Veamos algunos ejemplos de ese cambio: la temperatura ha aumentado cerca de 1° C y podrá alcanzar los 2° C hacia la mitad del siglo; la lluvia ha disminuido en algunos sitios pero se incrementa en otros; en un mismo sitio, la lluvia puede ser desigual, pasando de extremos de muy alta precipitación en un periodo corto a muy baja en un periodo largo; el nivel del mar y su temperatura están aumentando.
Los efectos directos e indirectos de este cambio ya son más que evidentes: la frecuencia de las inundaciones y avalanchas se incrementó, al igual que su impacto en la infraestructura vial y la vida de la gente; el exceso o la escasez de agua empieza a afectar la agricultura y la disponibilidad y costo de los alimentos; la disponibilidad de agua para consumo humano enfrenta limitaciones crecientes según época y ubicación geográfica. Y la lista de ejemplos podría continuar.
Pareciera lógico que debemos hacer lo que dice la expresión de sabiduría popular: “es mejor prevenir que lamentar”. La falta de prevención tiene ya un alto costo en términos económicos y de calidad de vida y nos costará aún más si no actuamos.

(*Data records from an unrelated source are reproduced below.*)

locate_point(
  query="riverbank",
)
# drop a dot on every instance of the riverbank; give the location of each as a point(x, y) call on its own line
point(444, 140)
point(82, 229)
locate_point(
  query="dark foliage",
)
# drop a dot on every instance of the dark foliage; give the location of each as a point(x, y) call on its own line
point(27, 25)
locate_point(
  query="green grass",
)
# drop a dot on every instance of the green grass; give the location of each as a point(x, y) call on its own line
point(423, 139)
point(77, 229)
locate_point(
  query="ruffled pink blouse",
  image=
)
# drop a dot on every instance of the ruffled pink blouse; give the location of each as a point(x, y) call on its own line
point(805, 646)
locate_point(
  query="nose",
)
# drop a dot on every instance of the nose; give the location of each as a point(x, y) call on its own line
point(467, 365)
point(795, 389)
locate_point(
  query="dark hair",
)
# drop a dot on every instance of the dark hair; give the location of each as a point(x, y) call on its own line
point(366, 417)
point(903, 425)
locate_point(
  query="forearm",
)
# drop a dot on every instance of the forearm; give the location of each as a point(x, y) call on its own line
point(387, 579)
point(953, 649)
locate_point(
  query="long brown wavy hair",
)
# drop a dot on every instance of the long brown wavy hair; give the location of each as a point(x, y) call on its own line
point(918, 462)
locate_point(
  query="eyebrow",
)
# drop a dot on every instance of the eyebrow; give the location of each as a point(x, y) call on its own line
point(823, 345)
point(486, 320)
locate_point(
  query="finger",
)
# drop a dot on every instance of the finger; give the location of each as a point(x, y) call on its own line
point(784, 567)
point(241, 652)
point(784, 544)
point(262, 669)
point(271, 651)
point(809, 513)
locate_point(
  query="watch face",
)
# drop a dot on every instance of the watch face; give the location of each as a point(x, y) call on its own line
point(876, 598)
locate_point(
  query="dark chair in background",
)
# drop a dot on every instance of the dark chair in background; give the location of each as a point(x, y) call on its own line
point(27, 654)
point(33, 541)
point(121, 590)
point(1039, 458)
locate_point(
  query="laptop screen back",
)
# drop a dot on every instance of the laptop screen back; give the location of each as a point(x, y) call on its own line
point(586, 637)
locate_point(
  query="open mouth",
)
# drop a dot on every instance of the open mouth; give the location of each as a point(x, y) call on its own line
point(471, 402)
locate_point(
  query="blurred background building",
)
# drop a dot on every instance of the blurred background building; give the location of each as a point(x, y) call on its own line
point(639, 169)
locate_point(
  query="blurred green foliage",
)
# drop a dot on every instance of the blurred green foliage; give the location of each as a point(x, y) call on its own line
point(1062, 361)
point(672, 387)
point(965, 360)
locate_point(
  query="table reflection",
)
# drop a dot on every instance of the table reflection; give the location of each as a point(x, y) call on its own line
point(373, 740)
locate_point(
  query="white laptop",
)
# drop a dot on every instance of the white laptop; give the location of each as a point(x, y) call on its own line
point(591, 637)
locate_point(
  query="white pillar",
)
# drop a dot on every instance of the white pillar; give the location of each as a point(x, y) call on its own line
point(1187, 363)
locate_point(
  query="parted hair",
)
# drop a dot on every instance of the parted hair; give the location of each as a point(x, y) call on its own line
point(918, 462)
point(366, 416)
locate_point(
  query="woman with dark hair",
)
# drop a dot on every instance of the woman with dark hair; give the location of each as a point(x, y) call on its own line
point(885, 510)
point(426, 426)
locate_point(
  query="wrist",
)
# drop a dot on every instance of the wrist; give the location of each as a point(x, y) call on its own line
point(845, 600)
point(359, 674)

Debemos adaptarnos. No tenemos opción. Y esa adaptación pasa por muchos niveles, desde el individuo hasta la familia, la comunidad, el municipio y el país; desde la pequeña hasta la gran empresa.
Pero si algo debemos tener claro es el hecho básico, esencial, de que la adaptación empieza por el individuo y deberá reflejarse en nuestros propios actos, como los patrones de consumo de alimentos, agua, energía y en las previsiones ante eventos climáticos extremos. Es un asunto de conciencia.